『あんぱん』の老けメイクはなぜリアル? 今田美桜と北村匠海が体現した“50代の夫婦”

『あんぱん』の老けメイクはなぜリアル?

 NHK連続テレビ小説『あんぱん』も終盤に差し掛かっているが、思い返せば一番驚かされたのはやっぱり冒頭の老いの描写だ。初回放送で、今田美桜と北村匠海が50代の夫婦として登場したインパクトは今も鮮明に残っている。まだ20代の二人が特殊メイクと演技でぐっと年を重ねた姿をまとったのを見て、「本当に同じ俳優なのだろうか」と声が出そうになった。シミや肌の質感まで細かく作り込まれていて、ただの“老け顔”とは全然違う。

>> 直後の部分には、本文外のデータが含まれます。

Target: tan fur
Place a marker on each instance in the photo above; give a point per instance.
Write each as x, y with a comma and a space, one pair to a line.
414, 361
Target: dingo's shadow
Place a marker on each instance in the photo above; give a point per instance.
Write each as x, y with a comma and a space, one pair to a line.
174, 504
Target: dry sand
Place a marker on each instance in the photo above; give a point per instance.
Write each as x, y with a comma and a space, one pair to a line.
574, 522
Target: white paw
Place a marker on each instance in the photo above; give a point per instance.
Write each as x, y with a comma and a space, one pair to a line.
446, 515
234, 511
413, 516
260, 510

そこに息づいていたのは確かに人生を歩んできた人物で、朝ドラの表現がここまできたのかと心底感心させられた。

 長い時間を描く朝ドラだからこそ、登場人物の老いをどう映すかは作品の核に直結する。視聴者は毎日の放送を通して、その人物と一緒に歩んでいる感覚を抱くからだ。だからこそ、姿や声、所作ににじむ変化が少しでも嘘っぽく映れば一気に興が冷めてしまうし、逆にリアルに表現されれば物語への没入感は何倍にも高まる。そのため、朝ドラではこれまでも老いをどう描くかをめぐって、いろんな工夫が重ねられてきた。若い俳優に思いきったメイクをして“老け顔”を作り出したこともあれば、老年期は別の俳優にバトンタッチする形が取られたこともある。そうした歴史の中で、『あんぱん』が選んだのは、いきなり冒頭から老いを見せるという大胆な方法だった。それは決して話題づくりにとどまらず、物語全体を貫く必然的な選択だったように思う。

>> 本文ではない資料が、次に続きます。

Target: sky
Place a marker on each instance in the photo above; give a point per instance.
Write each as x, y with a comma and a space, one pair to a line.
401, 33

 特殊メイクといっても、その工程は思った以上に複雑だ。一般的な例を挙げると、まず俳優の顔型を石膏で取り、そこに粘土を盛って頬や顎のたるみをつくり、目元や額にシワを刻んでいく。首のシワまで表現することで、ようやく全体が自然に見えてくるのだ。その原型からシリコンの人工皮膚を作り、顔に貼り付けて境目が分からないように着色を重ねるというものだ。

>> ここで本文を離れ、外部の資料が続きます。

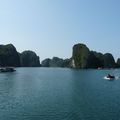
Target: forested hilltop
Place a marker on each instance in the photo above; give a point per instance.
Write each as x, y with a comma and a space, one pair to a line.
10, 57
82, 58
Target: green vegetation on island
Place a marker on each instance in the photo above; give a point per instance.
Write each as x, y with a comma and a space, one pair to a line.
29, 59
82, 58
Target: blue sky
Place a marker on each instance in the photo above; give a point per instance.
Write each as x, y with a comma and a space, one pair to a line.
52, 27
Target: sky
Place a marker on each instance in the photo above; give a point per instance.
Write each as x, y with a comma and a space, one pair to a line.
52, 27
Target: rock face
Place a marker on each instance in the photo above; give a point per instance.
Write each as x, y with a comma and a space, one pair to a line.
9, 56
109, 61
29, 59
80, 55
46, 62
95, 60
118, 62
84, 58
55, 62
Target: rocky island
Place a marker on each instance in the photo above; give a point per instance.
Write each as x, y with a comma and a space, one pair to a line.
82, 58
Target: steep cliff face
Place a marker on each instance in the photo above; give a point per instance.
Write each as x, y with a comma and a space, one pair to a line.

 思い返せば朝ドラの老けメイクは、極端すぎて“学芸会”のようだと笑われた時代もあった。その後、1983年の『おしん』で老年期を乙羽信子に託すという方法が話題となり、以降は作品ごとにいろいろな工夫がされてきた。近年は『エール』や『らんまん』のように、主演が晩年まで演じ切るケースも増えている。『あんぱん』の挑戦を支えたのは、脚本の中園ミホと演出の柳川強という、かつて『花子とアン』でも老けメイクを冒頭に導入した名コンビ。10年を経て、技術も表現もさらに深まり、肌の質感やシミまで精巧に再現された。単なるメイクの進歩にとどまらず、人生をまるごと描く物語であることを冒頭から強く伝えるための必然だったのだ。